PART I. INFORMATION REQUIRED IN THE SECTION 10(a) PROSPECTUS

      The documents containing the information specified in Part I will be
sent or given to employees as specified by Rule 428(b)(1). Such documents
are not being filed with the Securities and Exchange Commission (the
"Commission") either as part of this Registration Statement or as
prospectuses or prospectus supplements pursuant to Rule 424. Such documents
and the documents incorporated by reference in this Registration Statement
pursuant to Item 3 of Part II of this Form, taken together, constitute a
prospectus that meets the requirements of Section 10(a) of the Securities
Act.

PART II.  INFORMATION REQUIRED IN THE REGISTRATION STATEMENT

Item 3.  Incorporation of Documents by Reference

      The Registrant is subject to the informational and reporting
requirements of Sections 13(a), 14 and 15(d) of the Securities Exchange Act
of 1934, as amended (the "Exchange Act"), and in accordance therewith files
reports, proxy statements and other information with the Securities and
Exchange Commission (the "Commission").

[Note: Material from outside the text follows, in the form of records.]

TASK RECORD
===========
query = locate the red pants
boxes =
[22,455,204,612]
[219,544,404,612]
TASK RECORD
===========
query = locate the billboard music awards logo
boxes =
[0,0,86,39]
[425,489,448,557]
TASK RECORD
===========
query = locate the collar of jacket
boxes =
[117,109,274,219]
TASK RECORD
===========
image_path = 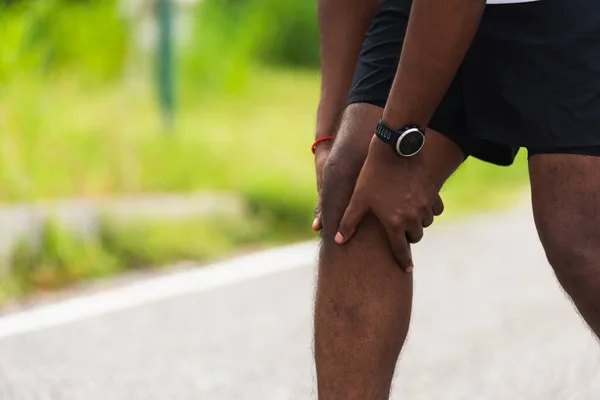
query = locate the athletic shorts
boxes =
[348,0,600,165]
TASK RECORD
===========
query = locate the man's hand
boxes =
[335,137,444,272]
[312,140,333,232]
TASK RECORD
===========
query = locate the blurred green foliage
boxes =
[0,0,319,87]
[0,0,128,82]
[0,0,526,303]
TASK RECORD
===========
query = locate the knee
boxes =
[542,232,600,297]
[321,153,362,240]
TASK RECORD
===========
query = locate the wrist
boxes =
[369,135,421,165]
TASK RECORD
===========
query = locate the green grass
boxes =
[0,70,527,302]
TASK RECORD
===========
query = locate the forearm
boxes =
[317,0,380,137]
[383,0,486,128]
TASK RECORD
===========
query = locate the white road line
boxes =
[0,242,317,339]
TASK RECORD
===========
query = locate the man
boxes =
[313,0,600,400]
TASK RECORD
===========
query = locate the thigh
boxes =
[529,154,600,282]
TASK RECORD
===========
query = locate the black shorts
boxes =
[348,0,600,165]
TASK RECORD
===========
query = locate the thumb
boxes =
[335,195,367,244]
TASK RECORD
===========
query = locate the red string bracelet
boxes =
[310,136,335,154]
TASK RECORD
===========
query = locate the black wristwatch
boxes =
[375,120,425,157]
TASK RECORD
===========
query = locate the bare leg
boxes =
[529,154,600,336]
[314,104,463,400]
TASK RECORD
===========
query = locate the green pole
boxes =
[156,0,175,127]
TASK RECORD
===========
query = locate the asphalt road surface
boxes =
[0,208,600,400]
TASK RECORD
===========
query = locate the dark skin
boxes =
[313,0,379,231]
[335,0,485,272]
[313,0,485,272]
[314,0,600,400]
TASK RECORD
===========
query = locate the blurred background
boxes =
[0,0,526,309]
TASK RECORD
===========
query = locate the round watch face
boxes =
[396,128,425,157]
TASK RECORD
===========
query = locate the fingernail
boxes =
[313,218,319,231]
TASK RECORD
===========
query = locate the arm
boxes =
[335,0,486,272]
[312,0,380,231]
[317,0,379,137]
[383,0,486,128]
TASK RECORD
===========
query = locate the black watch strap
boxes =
[375,119,401,151]
[375,120,425,157]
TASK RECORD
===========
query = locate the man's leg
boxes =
[529,154,600,337]
[314,104,464,400]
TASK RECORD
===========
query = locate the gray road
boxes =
[0,205,600,400]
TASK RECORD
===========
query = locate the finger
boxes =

The following documents, which are
on file with the Commission, are incorporated in this Registration
Statement by reference:

      (1) Rule 424(b)(3) Prospectus filed on August 16, 2000;

      (2) Quarterly Reports on Form 10-Q for the quarters ended October 30,
      1999, January 29, 2000 and April 29, 2000;

      (3) Current Reports on Form 8-K filed on February 14, 2000, June 12,
      2000 and September 8, 2000; and

      (4) The description of Common Stock contained in the Rule 424(b)(3)
      Prospectus filed on August 16, 2000.

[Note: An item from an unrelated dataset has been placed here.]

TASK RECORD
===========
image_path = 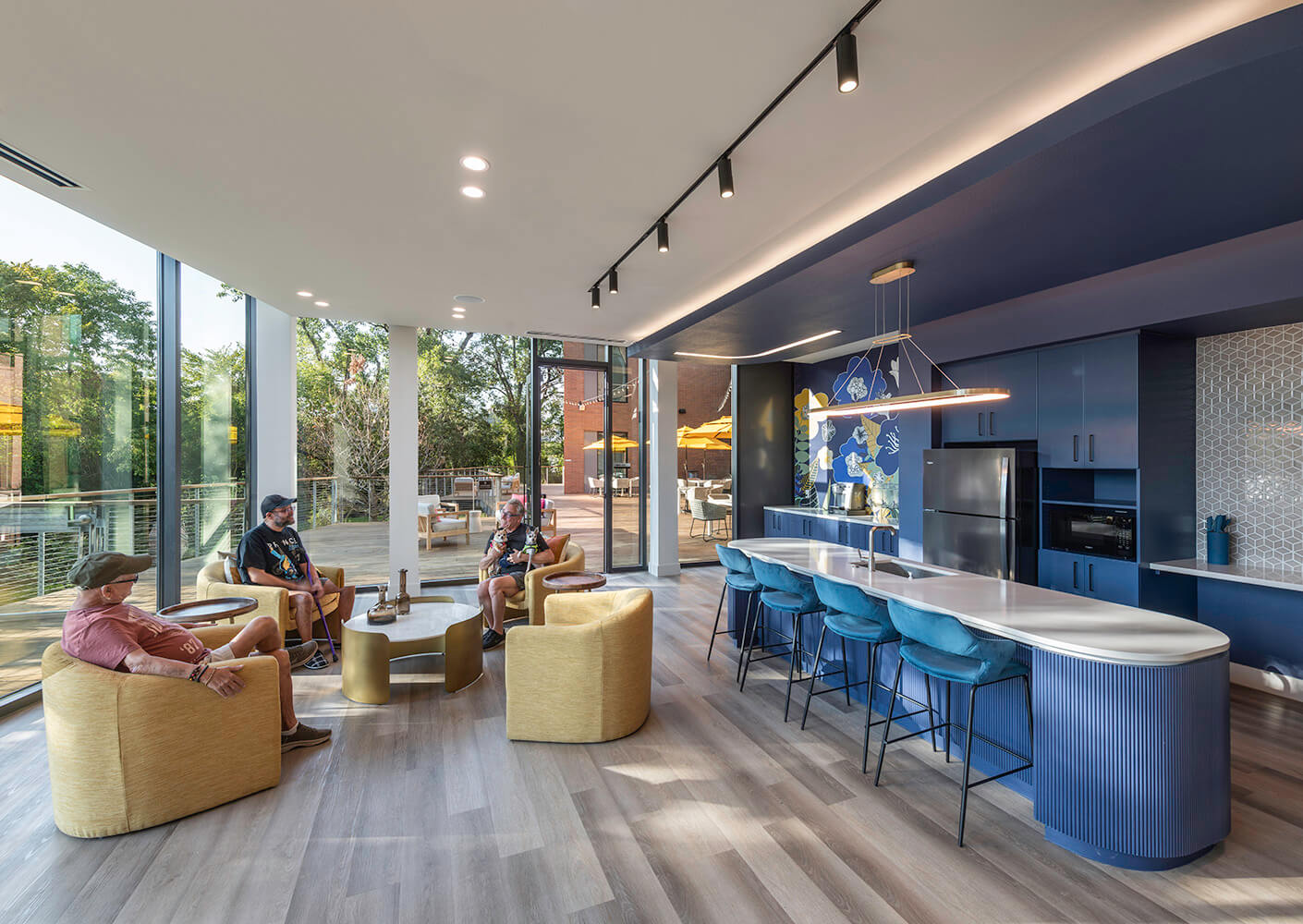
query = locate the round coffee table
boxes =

      All documents subsequently filed by the Registrant pursuant to
Sections 13(a), 13(c), 14 and 15(d) of the Exchange Act, prior to the
filing of a post-effective amendment which indicates that all shares of
Common Stock offered hereby have been sold or which deregisters all shares
of Common Stock then remaining unsold, shall be deemed to be incorporated
by reference herein and to be part hereof from the date of the filing of
such documents. Any statement contained in a document incorporated or
deemed to be incorporated by reference herein shall be deemed to be
modified or superseded for purposes of this Registration Statement to the
extent that a statement contained herein or in any other subsequently filed
document which also is or is deemed to be incorporated by reference herein
modifies or supersedes such statement. Any statement so modified or
superseded shall not be deemed, except as so modified or superseded, to
constitute a part of this Registration Statement.

Item 4.  Description of Securities

Not applicable.

Item 5.  Interests of Named Experts and Counsel

Not applicable.

Item 6.  Indemnification of Directors and Officers

      Article SEVENTH of the Registrant's Amended and Restated Certificate
of Incorporation (the "Restated Certificate") provides that no director of
the Registrant shall be personally liable for any monetary damages for any
breach of fiduciary duty as a director, except to the extent that the
Delaware General Corporation Law prohibits the elimination or limitation of
liability of directors for breach of fiduciary duty.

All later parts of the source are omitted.